O fato é que, dias antes de sua morte, Marlowe havia sido acusado de blasfemo e homossexual, motivo que tem alimentado, dentre as teorias sobre sua morte, a de que o autor de Dido, rainha de Cartago e História trágica de Doutor Fausto haveria simulado sua morte. Depois disso, continuaria escrevendo usando o nome de William Shakespeare; isto é, Shakespeare não escreveu as obras de Shakespeare e sim Marlowe. Para isso os dados batem: a aparição de Shakespeare data de depois da morte de Marlowe. Essa teoria é mantida como muita resistência entre os setores do mundo acadêmico que preferem acreditar que o bardo tenha, sim, apenas executado várias de suas peças com Marlowe, perfazendo uma prática habitual nos tempos do teatro elizabetano.

Como Shakespeare e os outros autores dividiam as tramas e personagens, revisavam seus trabalhos ou unificavam estilos são questões que ainda darão muita dor de cabeça aos pesquisadores e é possível que esses só consigam mesmo suposições; agora, sobre a composição de Henrique VI já todos são cientes de que foi realizada a quatro mãos: entre Shakespeare e Christopher Marlowe.

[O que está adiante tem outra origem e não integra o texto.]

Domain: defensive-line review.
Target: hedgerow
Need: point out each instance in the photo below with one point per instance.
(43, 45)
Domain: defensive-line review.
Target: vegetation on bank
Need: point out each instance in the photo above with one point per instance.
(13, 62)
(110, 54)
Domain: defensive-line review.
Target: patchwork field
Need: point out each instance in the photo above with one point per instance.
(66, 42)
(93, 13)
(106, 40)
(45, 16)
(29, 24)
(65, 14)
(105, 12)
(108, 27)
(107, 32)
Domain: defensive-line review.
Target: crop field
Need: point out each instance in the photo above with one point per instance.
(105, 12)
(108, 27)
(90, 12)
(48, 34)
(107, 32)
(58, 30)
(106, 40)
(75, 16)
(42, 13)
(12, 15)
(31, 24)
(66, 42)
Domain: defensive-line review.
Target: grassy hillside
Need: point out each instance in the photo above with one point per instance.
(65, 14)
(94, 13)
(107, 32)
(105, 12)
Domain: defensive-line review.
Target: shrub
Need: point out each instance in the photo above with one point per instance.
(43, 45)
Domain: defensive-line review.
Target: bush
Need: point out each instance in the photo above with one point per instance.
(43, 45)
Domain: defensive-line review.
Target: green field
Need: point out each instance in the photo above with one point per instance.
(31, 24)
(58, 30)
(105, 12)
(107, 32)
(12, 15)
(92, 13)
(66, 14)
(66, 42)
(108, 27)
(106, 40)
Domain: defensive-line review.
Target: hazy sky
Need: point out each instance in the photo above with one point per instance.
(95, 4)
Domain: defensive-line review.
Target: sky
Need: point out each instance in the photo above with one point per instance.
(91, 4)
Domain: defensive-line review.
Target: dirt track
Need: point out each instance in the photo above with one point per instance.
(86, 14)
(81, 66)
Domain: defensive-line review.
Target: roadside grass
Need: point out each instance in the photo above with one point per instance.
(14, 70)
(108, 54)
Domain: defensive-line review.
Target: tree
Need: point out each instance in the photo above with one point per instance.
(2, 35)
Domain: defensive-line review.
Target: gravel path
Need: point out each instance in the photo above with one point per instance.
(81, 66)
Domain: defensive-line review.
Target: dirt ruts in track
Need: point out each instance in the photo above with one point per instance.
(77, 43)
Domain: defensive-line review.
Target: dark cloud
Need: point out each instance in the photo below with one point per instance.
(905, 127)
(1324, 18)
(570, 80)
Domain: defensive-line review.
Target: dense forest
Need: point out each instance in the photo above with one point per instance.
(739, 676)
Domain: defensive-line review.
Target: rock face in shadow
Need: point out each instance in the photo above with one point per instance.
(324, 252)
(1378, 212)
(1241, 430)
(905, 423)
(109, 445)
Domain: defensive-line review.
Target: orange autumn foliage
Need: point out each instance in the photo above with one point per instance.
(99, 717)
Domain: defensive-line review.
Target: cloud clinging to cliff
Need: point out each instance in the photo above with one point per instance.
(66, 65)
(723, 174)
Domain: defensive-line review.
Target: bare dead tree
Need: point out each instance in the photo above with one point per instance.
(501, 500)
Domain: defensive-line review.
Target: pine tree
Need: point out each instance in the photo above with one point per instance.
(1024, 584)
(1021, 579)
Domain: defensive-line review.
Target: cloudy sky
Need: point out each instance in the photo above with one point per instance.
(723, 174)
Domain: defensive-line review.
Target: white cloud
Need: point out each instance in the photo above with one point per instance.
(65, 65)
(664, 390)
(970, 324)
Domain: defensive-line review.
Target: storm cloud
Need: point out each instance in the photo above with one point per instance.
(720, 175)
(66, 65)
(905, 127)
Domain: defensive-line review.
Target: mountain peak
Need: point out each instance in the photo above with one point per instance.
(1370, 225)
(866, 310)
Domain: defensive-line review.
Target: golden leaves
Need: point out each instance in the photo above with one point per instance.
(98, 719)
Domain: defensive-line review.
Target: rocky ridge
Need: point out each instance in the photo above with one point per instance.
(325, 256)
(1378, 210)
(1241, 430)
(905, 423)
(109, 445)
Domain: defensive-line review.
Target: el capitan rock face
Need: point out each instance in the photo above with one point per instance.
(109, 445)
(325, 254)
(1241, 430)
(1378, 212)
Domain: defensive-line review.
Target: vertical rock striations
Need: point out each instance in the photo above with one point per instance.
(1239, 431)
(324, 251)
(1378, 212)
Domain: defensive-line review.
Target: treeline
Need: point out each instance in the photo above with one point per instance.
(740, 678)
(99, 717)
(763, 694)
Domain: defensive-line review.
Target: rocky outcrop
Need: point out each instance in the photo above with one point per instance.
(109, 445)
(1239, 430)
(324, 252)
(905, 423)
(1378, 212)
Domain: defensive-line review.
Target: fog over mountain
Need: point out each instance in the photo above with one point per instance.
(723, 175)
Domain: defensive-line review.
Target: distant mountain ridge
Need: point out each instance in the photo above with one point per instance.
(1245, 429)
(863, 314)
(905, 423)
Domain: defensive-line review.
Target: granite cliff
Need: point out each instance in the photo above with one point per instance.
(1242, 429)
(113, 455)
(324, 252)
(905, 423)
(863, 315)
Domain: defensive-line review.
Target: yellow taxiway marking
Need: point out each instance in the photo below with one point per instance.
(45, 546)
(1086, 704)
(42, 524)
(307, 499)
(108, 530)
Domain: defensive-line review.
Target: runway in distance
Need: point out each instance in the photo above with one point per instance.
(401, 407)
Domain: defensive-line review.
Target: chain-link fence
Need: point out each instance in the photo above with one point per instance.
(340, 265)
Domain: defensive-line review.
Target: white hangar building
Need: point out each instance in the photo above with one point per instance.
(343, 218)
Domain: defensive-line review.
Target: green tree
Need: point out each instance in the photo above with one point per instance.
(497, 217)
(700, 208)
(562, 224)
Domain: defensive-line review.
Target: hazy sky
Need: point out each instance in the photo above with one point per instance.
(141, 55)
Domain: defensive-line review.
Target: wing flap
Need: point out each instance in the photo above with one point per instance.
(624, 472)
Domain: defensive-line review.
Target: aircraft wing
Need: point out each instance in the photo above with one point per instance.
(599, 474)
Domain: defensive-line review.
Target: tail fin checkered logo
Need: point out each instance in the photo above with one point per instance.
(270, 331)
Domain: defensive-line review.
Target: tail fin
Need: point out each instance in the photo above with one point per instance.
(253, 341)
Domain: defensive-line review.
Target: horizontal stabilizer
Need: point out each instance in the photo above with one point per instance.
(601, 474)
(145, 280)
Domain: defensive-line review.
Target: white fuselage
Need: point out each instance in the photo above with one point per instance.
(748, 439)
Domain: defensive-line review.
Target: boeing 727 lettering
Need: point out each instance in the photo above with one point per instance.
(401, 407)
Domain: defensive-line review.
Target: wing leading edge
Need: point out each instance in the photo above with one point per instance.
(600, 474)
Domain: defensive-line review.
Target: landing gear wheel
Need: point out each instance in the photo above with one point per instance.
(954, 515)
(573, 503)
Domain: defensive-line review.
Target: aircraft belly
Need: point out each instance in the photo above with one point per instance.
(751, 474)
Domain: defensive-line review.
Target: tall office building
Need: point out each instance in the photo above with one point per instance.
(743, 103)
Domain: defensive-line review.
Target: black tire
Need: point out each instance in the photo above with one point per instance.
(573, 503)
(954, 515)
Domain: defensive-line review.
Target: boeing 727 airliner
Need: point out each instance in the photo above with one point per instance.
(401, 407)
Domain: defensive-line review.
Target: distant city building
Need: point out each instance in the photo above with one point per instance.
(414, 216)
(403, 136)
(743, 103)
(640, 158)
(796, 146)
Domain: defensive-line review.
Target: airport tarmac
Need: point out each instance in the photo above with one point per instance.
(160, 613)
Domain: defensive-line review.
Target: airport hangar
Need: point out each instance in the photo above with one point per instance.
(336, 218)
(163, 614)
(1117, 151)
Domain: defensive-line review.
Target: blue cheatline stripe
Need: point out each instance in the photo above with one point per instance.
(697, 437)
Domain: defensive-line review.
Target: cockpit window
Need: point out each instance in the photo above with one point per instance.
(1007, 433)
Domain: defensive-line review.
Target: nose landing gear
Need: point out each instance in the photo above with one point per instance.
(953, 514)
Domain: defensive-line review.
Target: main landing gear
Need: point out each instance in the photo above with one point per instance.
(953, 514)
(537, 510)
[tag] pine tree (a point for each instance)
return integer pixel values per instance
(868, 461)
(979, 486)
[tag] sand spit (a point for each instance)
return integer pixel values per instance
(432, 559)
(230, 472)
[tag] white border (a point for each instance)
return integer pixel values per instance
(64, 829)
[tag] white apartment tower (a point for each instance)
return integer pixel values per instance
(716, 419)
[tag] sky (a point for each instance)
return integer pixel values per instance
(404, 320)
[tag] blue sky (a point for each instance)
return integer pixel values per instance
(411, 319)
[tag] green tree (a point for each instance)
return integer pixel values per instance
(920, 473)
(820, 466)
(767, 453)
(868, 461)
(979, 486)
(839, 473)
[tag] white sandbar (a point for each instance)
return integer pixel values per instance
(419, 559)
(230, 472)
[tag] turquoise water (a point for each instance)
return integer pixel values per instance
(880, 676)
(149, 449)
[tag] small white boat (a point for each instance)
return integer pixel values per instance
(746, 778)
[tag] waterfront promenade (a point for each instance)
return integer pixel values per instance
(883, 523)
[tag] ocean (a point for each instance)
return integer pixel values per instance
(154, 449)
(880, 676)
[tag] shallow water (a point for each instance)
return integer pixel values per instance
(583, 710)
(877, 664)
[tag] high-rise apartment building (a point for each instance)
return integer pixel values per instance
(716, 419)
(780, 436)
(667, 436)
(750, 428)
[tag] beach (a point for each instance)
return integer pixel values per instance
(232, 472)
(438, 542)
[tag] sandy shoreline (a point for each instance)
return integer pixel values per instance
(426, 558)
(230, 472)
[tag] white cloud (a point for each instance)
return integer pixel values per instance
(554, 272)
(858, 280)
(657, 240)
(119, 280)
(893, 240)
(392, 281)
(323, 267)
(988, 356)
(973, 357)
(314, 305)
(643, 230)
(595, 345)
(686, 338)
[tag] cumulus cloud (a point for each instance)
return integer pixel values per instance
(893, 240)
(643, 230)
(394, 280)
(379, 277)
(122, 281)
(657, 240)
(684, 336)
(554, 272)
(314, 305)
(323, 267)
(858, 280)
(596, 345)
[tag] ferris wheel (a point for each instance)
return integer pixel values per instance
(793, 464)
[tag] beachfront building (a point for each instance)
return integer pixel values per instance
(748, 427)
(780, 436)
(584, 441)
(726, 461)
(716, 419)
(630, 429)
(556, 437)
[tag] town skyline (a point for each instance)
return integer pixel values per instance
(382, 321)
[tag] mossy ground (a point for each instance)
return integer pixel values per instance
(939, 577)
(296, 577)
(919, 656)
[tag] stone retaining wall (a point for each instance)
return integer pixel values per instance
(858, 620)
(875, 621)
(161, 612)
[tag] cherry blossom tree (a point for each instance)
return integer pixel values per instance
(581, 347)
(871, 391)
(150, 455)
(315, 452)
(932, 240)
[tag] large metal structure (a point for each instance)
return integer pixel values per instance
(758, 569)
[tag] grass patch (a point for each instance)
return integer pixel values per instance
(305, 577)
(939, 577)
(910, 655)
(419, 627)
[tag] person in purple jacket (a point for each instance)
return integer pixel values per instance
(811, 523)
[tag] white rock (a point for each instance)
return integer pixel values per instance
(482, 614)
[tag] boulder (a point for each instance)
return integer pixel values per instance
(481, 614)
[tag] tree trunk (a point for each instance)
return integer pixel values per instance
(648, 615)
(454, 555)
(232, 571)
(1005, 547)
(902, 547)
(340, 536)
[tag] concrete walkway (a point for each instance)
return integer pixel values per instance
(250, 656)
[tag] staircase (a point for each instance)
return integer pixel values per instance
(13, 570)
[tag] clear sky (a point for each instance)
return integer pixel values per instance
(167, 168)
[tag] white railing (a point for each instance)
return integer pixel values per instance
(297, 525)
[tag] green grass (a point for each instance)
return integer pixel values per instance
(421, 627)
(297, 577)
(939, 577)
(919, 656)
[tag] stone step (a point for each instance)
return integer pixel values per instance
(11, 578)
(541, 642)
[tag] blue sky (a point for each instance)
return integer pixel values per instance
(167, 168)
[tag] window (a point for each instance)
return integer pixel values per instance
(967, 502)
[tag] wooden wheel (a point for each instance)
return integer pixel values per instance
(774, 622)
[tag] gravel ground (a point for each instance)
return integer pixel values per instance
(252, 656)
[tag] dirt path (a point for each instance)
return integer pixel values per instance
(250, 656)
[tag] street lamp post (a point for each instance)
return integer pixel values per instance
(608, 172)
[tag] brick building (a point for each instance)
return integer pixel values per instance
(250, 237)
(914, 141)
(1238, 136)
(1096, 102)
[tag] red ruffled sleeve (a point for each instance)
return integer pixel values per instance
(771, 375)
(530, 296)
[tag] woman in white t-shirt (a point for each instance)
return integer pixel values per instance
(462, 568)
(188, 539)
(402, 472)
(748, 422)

Com ou sem Shakespeare, o fato é que Marlowe se destacou como um dos mais importantes dramaturgos de seu tempo, ao lado de nomes como Ben Johnson e John Webster. A crítica chama atenção para o notável uso que fez dos versos brancos em suas peças – versos sem rimas, porém metrificados. Embora ele não os tenha introduzido no teatro inglês, tornou-se autor de uma forma tão precisa que passou a ser amplamente seguida pelos dramaturgos de seu tempo. Ben Johnson definiu seus versos como “as linhas fortes”. Além de Dido, rainha de Cartago (1587), que foi escrita seguindo o padrão de colaboração entre dramaturgos, provavelmente com Thomas Nashe, e História trágica do doutor Fausto (1588 ou 1592), inspirada na recolha anônima de contos alemães sobre praticantes de ciências ocultas, sabe-se que é autor de: Tamburlaine, o grande, encenada em 1587 em Londres com possível participação de Shakespeare como plateia; O judeu de Malta (1589); Eduardo II (1593); e O massacre de Paris (1593).

A fama de Marlowe, entretanto, não ajuda, para outros estudiosos da obra de Shakespeare, a colocá-lo entre os possíveis colaboradores com o autor de Hamlet e Macbeth. O motivo é que, apesar de contemporâneos, o primeiro era já conceituado na cena dramatúrgica – como então aceitaria colaborar com um nome que era ainda um ninguém ou que almejava conquistar seu lugar entre as preferências do público inglês? A tese de que Marlowe teria escrito partes do Henrique VI seria uma possibilidade de aproximar as duas figuras, desfazer uma intriga que se sustém há muito?